The debate then targets democracy as the necessary cultural foundation for a more encompassing discussion. There is no universal prescription on this matter. Jafar insists on the importance of a State of Law, highlighting that corruption varies from one country to the next (tensions within clans vs western lobbies that finance political campaigns). Orsenna condenses: there are either too many internal political connections, either not enough of them. For the author, a country must have a personal narrative; the concept of a nation can not only be a technical solution.

According to Jafar, societies are the origin of cultural evolutions. For Bhagat, a fundamental weakness is that Indian artists, though highly esteemed, do not take political stands. The cultural sector remains in the shadow of the political sphere. The private sector will have to assume full responsibilities upon realizing culture’s power. For Jafar, companies have a role to play; they must not only rely on their productivity, but also have a social and sustainable development agenda.

Bombardier contends that no cultural revolution can occur without equality of the sexes. Jafar advances that the UAE has adopted more policies toward equality of the sexes, encouraging the dubious to visit his country. Artists play a pivotal role in facilitating these changes. Jafar recalls Quincy Jones’ advice: to better understand a country’s culture, one should savor its cuisine, listen to its music, and learn at least 30 words in its lexicon.
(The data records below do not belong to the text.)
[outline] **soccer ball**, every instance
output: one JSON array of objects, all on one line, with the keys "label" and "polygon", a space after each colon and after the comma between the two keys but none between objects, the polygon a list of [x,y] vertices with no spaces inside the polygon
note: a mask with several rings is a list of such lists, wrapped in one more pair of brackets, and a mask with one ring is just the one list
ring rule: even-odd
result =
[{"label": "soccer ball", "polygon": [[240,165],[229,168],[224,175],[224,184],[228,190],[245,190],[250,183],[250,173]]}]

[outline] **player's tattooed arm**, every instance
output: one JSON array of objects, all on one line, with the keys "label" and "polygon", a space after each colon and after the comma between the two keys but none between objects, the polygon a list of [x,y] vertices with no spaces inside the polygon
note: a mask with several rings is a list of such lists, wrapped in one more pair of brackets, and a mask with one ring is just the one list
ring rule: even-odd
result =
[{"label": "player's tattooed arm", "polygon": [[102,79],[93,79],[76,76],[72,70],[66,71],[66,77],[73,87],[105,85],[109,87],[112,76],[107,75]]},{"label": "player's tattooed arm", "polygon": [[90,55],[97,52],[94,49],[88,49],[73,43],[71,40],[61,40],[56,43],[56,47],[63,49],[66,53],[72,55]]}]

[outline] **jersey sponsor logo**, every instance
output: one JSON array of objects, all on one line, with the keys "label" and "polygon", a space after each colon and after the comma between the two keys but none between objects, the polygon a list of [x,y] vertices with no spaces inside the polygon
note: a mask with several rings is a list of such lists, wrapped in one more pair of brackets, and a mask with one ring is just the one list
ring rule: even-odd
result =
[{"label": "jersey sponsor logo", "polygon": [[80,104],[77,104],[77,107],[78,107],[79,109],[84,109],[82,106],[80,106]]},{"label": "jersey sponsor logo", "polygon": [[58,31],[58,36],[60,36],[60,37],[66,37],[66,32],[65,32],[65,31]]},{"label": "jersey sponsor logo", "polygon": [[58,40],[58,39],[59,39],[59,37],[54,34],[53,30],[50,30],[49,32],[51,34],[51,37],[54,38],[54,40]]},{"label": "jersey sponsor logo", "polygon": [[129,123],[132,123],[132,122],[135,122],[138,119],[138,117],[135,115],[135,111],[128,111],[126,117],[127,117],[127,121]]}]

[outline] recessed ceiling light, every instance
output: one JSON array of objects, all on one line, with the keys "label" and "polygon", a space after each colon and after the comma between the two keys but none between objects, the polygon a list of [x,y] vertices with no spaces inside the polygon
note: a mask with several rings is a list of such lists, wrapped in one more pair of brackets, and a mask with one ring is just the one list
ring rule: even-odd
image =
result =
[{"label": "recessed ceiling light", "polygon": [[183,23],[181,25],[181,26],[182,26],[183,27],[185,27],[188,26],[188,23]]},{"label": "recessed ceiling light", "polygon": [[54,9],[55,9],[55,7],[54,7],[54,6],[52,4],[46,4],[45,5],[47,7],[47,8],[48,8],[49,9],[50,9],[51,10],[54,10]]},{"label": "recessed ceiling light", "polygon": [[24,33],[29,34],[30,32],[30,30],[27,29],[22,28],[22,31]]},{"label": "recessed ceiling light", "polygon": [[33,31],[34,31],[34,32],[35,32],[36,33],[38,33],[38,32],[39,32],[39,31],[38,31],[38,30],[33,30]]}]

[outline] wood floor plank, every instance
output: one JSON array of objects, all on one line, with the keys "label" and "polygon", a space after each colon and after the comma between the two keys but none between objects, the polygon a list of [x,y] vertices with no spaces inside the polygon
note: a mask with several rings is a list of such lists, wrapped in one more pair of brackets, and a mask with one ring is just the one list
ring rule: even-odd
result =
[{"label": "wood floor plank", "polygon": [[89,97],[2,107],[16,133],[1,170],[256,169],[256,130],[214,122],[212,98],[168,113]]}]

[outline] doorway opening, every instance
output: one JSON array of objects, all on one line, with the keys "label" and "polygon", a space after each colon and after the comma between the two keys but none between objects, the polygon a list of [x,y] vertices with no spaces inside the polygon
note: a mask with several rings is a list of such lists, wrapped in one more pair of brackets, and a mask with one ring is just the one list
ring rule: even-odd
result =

Members of the audience provided multiple points of view: the Minister of Culture of South Africa insisted that politics are influenced by culture. Culture represents the people’s will and is the soul of a nation. Culture is perverted when it is used to oppress a people, yet also becomes virtuous when serving democracy and intercultural exchanges.

Guillaume Klossa invites the audience to not forget the essentials: "we are at a time when citizens are losing their reference points. Cultural leaders are held responsible. Similarly to when Stephan Zweig noted in 1913 that the intelligentsia knew of the brewing conflict but were unable to directly face it. We must redefine universality, beginning on a European scale. Our ecosystem is now a global one. Each must assume individual responsibility to partake in collective change, so as to avoid the worst".

Orsenna had the last word: "Politics can be defined as the confrontation with reality. Politics must thus make art possible, so that culture can in turn influence reality".